Force India nie ma w planach przerywać rozwoju tegorocznego bolidu
Vijay Mallya liczy, że w kolejnych wyścigach jego stajnia poprawi swoją konkurencyjność.
22.06.1712:27
1183wyświetlenia
Pomimo znaczącej przewagi nad rywalami w klasyfikacji konstruktorów, Force India zamierza kontynuować program rozwoju tegorocznego bolidu aż do samego końca sezonu.
Ze względu na brak poważnych zmian w przepisach na nadchodzące mistrzostwa, zespoły mogą kontynuować rozwój tegorocznych konstrukcji ze świadomością, iż każde dokonane teraz postępy znajdą zastosowanie w przygotowaniach do kolejnej kampanii.
W ciągu pierwszych siedmiu rund sezonu Force India wypracowało solidną przewagę nad najbliższymi konkurentami: Toro Rosso i Williamsem. Vijay Mallya przekonuje jednak, że jego zespół nie może spoczywać na laurach, walcząc o czwarte miejsce w tabeli.

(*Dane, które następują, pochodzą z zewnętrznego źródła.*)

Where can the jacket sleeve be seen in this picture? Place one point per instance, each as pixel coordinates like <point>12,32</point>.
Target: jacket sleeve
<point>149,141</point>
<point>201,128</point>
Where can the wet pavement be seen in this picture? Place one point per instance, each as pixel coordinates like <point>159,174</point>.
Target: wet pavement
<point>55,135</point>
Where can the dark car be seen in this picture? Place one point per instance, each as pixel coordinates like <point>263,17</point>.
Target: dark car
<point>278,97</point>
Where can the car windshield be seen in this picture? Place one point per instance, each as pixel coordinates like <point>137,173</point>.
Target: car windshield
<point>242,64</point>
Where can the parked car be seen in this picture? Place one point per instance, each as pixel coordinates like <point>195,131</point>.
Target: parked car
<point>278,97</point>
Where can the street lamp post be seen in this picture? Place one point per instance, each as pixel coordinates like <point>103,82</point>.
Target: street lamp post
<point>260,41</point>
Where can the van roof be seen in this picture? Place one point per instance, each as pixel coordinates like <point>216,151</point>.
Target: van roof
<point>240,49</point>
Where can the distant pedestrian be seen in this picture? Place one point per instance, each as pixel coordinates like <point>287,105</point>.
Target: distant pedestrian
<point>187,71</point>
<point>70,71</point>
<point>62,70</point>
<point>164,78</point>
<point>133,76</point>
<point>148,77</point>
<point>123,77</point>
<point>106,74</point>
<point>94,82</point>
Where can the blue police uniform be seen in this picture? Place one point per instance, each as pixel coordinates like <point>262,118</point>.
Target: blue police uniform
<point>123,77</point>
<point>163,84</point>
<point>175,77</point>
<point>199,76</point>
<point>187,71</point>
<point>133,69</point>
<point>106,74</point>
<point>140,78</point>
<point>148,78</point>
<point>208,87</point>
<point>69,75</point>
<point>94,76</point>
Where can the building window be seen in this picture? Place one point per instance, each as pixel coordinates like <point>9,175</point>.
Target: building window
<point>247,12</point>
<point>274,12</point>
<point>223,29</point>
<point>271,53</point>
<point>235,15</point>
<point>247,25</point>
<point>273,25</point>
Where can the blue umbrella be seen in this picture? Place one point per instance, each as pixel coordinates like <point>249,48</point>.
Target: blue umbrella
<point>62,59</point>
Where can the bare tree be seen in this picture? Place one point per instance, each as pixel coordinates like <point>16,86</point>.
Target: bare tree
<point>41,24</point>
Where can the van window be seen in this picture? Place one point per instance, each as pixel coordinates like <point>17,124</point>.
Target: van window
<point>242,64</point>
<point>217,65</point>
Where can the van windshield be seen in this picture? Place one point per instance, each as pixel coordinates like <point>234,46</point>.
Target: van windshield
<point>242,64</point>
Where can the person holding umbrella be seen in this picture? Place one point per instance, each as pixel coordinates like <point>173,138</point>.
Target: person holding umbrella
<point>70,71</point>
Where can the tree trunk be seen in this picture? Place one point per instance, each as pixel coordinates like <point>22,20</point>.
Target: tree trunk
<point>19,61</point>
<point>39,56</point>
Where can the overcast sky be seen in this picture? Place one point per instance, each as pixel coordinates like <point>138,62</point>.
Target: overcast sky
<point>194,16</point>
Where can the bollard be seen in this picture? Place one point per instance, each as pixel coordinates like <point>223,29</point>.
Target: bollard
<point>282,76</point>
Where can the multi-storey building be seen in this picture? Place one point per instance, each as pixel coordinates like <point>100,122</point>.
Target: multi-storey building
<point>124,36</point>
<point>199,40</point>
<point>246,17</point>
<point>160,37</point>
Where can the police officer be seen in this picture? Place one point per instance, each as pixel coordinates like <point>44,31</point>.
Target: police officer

Dysponujemy teraz solidną przewagą, ale różnice występujące w środku stawki są bardzo małe. Zamierzamy ostro się ścigać i prowadzić wytężony rozwój. Tak, mamy dużą przewagę, ale zamierzamy zrobić wszystko co w naszej mocy, aby ją utrzymać. Nie ma innej opcji. Ostatni rok i zmiany w projektach bolidów na sezon 2017 pokazały, że proces rozwoju musi trwać non stop. Podobnie będzie w zimie, bo wszystko co teraz osiągniemy będzie mogło zostać wykorzystane w kolejnym roku.
W ubiegłym sezonie nie było wielkiego pola manewru - w pewnym momencie trzeba było przerwać rozwój, chyba że było się dużym zespołem, który mógł pozwolić sobie na równoległe prowadzenie dwóch programów. Nie dało się uniknąć scenariusza, w którym w połowie sezonu musieliśmy skupić się na przygotowaniu nowego samochodu. VJM09 okazał się jednak wystarczająco konkurencyjny, aby zapewnić nam czwarte miejsce w mistrzostwach- wyjaśniał indyjski biznesmen.
Mallya oczekuje, że tegoroczny bolid stać na jeszcze lepsze osiągi.
W zasadzie ten bolid nie spełnia jeszcze naszych oczekiwań, ale pracujemy nad tym. Prowadzimy rozwój w szybkim tempie. Gdy uda nam się znaleźć rozwiązanie problemów, które już zidentyfikowaliśmy, powinniśmy być jeszcze bardziej konkurencyjni. Nie mogę się już doczekać pozostałej części sezonu.